He was squirrelly, thanks to an early kittenhood in the clutches of a cat hoarder. When we got him in early 2005, as a companion to Alex (who had just lost his buddy Ralph Perkins), the hoarder had to pluck him out of a closet, where he'd gone to escape other cats, including a huge Bengal. It took Bob days to coax him out from under our bed. It took longer for Opie to get up the courage to come out of the bedroom, something we cheered when it happened.
He was picky, unable to countenance other cats after the loss of Alex and Phil. He adored being carried around the condo by his humans; in fact, he demanded it at least thrice daily. It was what he did instead of playing, because he wouldn't play after Alex and Phil died. He loved Bob, and showed that love by coming up at 3 a.m. and hooking a (very sharp) claw into Bob's face. "Hey, human! Hey, Dad! Pay attention to meeeee!" Bob didn't kill him for that. Nor did I.

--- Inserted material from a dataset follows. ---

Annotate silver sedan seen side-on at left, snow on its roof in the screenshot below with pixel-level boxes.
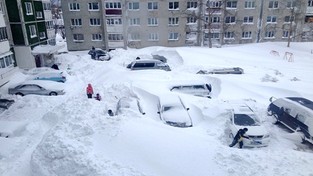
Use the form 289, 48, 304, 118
8, 80, 65, 96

As he got older, he learned to like sleeping under our bedcovers, between us. He would curl up beside me on the couch when we watched anime (I'm pretty certain he didn't watch it, but he loved sleeping on the TARDIS blanket that was obviously put there just for him.) In his final year, when we had to feed him wet food, we were never sure what brand or flavor he'd like, making feeding him a labor intensive job. We did know he liked Marmite.

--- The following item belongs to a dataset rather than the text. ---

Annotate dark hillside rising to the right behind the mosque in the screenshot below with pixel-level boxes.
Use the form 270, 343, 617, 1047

On Friday, a cascade of physical things began to happen, which ended up in our learning that he had fluid in his lungs and around his lungs, congestive heart disease-heading-to-failure, and the beginning of kidney disease. Treatment for kidney disease harms the heart. Still, we thought we might have a bit more time with him.

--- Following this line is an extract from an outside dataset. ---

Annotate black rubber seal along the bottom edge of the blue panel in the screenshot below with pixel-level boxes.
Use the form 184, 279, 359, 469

That wasn't the case. He quickly showed us that he was in constant distress, as he followed us around pleading for help with a yowl we'd not previously heard from them. It was time.
We were floored, and grateful, to find out that the team of hospice/end-of-life veterinarians who helped Alex and Phil across the rainbow bridge was still coming out for emergency end of life visits. Dr. Molly came yesterday morning. Opie died with his head on Bob's leg and the rest of him comfortable on his TARDIS blanket.
I keep thinking I see him out of the corner of my eye.
Bob and I have never been without a cat. He wants another cat, or cats. Perhaps I will, too. But for now, I just want time.